NEW YORK ( TheStreet) -- NetScout Systems (Nasdaq: NTCT) has been upgraded by TheStreet Ratings from hold to buy. The company's strengths can be seen in multiple areas, such as its revenue growth, largely solid financial position with reasonable debt levels by most measures, reasonable valuation levels, good cash flow from operations and expanding profit margins. We feel these strengths outweigh the fact that the company has had sub par growth in net income. Highlights from the ratings report include:
- NTCT's revenue growth has slightly outpaced the industry average of 0.4%. Since the same quarter one year prior, revenues slightly increased by 9.1%. This growth in revenue does not appear to have trickled down to the company's bottom line, displayed by a decline in earnings per share.

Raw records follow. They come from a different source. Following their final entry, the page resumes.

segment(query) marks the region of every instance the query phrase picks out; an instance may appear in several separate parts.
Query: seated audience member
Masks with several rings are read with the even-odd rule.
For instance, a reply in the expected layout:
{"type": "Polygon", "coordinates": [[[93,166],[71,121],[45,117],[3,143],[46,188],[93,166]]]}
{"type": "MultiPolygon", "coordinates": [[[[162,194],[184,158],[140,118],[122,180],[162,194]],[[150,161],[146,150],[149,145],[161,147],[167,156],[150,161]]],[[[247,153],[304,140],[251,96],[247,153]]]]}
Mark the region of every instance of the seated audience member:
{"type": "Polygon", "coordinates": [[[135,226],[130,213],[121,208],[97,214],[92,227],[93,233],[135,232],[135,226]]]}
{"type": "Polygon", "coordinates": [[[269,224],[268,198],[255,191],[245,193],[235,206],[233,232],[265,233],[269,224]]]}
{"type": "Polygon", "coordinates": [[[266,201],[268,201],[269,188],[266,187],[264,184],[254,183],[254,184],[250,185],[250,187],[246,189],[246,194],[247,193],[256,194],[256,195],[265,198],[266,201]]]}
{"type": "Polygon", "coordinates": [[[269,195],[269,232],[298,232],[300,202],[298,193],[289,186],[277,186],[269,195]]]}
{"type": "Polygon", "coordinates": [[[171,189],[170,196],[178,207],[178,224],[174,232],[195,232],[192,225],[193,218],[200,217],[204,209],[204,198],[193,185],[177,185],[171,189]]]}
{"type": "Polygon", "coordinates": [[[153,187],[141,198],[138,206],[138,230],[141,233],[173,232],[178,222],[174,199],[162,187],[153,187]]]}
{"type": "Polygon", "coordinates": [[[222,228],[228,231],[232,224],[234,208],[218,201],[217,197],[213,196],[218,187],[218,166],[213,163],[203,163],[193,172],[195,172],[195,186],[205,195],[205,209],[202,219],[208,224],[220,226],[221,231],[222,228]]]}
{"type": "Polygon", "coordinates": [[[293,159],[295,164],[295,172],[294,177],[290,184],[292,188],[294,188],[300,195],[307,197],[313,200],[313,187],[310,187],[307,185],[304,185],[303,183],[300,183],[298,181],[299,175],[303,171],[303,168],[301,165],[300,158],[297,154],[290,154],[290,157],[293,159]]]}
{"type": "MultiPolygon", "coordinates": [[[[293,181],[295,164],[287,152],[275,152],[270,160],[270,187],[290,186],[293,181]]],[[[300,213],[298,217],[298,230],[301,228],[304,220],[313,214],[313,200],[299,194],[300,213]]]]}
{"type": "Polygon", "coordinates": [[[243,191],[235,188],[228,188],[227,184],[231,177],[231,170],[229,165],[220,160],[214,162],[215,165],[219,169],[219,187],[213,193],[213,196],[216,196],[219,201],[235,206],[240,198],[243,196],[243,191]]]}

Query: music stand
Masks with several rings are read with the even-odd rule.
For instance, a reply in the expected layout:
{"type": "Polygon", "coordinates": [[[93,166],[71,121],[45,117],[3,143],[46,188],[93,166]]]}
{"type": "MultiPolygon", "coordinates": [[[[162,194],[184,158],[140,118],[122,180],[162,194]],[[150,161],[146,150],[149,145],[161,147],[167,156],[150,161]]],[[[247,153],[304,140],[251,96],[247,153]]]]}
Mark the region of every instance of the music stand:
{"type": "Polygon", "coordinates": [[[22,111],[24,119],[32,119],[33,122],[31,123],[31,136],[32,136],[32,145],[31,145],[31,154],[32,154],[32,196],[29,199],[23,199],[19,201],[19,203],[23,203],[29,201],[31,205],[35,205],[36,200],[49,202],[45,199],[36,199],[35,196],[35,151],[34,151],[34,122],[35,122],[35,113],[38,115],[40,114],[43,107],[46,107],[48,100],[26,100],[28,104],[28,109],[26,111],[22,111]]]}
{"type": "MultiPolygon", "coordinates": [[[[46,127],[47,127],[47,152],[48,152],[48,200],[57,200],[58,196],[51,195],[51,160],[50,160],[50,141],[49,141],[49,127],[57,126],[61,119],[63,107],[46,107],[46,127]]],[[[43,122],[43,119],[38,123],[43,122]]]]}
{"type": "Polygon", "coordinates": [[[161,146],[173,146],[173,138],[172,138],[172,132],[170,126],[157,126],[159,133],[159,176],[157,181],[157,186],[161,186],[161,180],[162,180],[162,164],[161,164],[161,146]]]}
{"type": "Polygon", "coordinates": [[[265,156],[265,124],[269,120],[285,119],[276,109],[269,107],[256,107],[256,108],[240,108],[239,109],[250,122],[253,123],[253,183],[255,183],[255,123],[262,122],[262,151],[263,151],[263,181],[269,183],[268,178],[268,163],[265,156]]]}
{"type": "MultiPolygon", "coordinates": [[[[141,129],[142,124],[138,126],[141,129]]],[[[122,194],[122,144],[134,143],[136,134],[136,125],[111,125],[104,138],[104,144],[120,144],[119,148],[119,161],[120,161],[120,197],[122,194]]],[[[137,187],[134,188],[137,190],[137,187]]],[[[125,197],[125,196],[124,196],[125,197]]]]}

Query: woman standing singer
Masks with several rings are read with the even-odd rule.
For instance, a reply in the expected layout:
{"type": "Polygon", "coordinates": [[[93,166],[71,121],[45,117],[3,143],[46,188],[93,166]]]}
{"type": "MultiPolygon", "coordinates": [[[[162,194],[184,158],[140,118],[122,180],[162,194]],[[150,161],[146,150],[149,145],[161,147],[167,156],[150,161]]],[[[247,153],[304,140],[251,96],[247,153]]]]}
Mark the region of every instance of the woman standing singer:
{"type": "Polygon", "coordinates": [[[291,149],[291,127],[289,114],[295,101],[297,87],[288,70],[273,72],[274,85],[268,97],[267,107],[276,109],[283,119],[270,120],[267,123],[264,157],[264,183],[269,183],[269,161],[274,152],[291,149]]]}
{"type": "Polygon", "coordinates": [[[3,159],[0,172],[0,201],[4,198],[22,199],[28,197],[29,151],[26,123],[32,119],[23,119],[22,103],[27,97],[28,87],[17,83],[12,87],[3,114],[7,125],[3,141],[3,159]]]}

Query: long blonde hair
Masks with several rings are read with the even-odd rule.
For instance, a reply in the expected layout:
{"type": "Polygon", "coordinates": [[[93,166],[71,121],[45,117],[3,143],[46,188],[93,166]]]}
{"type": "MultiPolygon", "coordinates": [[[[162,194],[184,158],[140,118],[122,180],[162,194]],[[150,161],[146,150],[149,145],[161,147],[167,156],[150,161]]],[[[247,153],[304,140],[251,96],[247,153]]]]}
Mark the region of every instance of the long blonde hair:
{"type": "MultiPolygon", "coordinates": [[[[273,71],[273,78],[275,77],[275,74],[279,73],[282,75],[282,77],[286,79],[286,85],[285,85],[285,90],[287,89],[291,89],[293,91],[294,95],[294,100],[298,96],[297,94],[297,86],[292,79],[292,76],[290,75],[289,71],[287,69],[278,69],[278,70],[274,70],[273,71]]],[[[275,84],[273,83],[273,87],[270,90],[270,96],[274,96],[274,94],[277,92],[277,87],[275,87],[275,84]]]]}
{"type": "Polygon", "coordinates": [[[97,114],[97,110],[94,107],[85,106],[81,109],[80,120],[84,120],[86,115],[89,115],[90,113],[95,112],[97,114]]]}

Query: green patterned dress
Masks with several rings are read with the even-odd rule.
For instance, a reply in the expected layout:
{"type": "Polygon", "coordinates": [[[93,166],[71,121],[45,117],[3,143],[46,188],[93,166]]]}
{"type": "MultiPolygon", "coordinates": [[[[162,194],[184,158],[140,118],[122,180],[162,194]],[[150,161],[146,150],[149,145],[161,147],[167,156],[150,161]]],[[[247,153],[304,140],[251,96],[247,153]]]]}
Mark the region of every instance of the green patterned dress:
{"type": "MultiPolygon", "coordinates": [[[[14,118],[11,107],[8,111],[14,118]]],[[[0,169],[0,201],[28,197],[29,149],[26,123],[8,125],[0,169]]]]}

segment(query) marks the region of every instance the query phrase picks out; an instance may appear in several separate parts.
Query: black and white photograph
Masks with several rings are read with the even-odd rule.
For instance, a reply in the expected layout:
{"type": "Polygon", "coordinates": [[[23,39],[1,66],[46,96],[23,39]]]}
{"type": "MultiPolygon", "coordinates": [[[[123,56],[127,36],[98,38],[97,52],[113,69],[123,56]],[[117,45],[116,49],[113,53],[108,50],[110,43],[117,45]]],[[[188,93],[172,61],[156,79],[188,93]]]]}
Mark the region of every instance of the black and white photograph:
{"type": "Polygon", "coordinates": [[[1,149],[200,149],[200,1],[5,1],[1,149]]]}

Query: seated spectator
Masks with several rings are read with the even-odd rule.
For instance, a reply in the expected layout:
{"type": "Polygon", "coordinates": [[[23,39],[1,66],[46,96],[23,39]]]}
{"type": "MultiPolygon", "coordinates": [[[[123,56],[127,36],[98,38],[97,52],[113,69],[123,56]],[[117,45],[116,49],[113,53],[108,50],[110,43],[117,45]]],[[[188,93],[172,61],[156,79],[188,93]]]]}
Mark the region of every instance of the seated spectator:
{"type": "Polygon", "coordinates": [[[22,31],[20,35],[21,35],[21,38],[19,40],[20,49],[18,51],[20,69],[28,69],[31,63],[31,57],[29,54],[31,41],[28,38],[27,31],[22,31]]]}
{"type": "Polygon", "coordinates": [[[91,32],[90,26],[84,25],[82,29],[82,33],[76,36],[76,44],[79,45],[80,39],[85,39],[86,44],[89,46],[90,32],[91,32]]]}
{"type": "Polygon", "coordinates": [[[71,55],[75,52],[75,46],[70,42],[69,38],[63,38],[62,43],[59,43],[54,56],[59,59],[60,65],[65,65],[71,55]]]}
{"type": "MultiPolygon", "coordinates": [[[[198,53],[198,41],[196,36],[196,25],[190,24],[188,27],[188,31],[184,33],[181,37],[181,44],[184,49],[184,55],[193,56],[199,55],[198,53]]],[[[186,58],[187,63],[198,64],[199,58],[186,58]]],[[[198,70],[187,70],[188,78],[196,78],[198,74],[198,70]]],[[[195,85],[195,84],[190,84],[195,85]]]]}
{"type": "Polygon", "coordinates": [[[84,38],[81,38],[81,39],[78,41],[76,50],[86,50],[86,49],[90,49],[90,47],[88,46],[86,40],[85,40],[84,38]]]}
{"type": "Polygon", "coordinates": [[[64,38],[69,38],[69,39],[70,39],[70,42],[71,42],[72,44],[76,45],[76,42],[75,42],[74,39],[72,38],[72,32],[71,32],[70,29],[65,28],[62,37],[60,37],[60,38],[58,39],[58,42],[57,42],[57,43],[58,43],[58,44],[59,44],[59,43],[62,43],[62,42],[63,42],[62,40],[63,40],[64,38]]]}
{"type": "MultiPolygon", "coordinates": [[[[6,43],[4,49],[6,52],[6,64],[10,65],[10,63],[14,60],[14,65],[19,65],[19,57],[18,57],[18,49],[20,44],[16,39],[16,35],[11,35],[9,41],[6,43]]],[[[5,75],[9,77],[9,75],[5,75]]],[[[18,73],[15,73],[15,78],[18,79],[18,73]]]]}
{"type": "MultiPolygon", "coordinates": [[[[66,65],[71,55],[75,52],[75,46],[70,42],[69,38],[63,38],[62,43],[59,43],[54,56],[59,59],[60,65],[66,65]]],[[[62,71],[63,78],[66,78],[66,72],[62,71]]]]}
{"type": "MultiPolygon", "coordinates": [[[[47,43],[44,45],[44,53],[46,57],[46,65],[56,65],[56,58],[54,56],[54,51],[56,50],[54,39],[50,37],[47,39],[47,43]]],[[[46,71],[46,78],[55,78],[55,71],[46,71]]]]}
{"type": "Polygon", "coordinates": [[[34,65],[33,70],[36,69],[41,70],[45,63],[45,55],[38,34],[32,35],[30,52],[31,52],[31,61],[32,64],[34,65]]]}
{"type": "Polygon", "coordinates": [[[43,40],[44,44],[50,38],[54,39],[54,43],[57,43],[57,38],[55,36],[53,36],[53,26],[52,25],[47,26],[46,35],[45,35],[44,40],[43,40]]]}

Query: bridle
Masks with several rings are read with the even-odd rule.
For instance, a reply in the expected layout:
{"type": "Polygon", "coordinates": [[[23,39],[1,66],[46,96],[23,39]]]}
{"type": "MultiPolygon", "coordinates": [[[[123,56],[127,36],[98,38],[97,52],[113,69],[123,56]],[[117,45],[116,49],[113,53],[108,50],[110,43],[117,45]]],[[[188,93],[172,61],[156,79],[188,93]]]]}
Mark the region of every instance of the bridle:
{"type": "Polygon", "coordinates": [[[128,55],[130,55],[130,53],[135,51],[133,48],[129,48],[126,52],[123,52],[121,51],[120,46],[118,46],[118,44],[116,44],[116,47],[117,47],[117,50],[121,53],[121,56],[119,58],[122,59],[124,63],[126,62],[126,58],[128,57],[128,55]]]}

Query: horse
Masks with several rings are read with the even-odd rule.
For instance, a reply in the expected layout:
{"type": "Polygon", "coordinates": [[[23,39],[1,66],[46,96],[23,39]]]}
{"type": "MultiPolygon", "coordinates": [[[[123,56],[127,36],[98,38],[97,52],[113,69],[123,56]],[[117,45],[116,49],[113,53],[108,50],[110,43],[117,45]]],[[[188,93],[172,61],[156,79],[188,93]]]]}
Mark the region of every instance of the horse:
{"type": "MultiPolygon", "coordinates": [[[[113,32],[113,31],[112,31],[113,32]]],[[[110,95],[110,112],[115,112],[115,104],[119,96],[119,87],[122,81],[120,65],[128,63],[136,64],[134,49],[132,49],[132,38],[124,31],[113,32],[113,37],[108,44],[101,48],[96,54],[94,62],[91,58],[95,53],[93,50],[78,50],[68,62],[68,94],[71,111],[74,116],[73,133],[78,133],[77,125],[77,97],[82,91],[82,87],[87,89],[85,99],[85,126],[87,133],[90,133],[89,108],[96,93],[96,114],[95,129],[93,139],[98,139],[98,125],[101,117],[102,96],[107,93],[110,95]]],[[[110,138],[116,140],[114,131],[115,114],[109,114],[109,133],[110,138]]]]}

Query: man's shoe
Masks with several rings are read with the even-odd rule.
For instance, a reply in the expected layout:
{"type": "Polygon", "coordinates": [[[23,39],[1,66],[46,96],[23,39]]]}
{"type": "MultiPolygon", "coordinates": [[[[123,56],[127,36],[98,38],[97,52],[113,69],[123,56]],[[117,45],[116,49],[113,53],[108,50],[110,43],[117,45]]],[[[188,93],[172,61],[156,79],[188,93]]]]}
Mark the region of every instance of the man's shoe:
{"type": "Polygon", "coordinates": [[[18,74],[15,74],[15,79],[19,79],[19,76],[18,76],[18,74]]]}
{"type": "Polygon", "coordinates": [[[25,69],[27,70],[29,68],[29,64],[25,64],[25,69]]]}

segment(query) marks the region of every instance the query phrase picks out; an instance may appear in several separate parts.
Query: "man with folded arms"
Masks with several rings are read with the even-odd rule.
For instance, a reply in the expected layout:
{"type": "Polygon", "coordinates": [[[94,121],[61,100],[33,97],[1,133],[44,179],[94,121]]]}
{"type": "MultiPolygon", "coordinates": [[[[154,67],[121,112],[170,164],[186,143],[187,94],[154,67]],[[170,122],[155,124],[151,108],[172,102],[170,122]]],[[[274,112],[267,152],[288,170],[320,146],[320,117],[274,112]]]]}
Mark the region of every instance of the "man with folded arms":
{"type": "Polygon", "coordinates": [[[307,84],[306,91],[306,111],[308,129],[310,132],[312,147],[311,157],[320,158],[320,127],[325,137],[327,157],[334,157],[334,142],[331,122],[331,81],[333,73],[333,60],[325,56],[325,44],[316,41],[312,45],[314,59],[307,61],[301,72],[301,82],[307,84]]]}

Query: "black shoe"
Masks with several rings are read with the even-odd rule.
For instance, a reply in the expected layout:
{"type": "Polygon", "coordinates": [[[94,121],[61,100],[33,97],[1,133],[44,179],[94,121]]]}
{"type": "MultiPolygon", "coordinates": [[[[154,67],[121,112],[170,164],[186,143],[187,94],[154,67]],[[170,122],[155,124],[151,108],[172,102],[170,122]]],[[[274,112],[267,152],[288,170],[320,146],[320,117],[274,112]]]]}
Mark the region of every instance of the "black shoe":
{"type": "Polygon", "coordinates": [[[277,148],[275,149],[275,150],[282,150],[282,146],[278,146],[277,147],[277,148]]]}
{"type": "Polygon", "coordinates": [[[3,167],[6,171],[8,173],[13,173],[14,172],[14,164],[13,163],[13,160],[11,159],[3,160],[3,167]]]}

- Although NTCT's debt-to-equity ratio of 0.19 is very low, it is currently higher than that of the industry average. To add to this, NTCT has a quick ratio of 1.78, which demonstrates the ability of the company to cover short-term liquidity needs.
- Net operating cash flow has significantly increased by 83.76% to $25.96 million when compared to the same quarter last year. In addition, NETSCOUT SYSTEMS INC has also vastly surpassed the industry average cash flow growth rate of 23.75%.
- The gross profit margin for NETSCOUT SYSTEMS INC is currently very high, coming in at 83.70%. It has increased from the same quarter the previous year. Despite the strong results of the gross profit margin, NTCT's net profit margin of 12.00% significantly trails the industry average.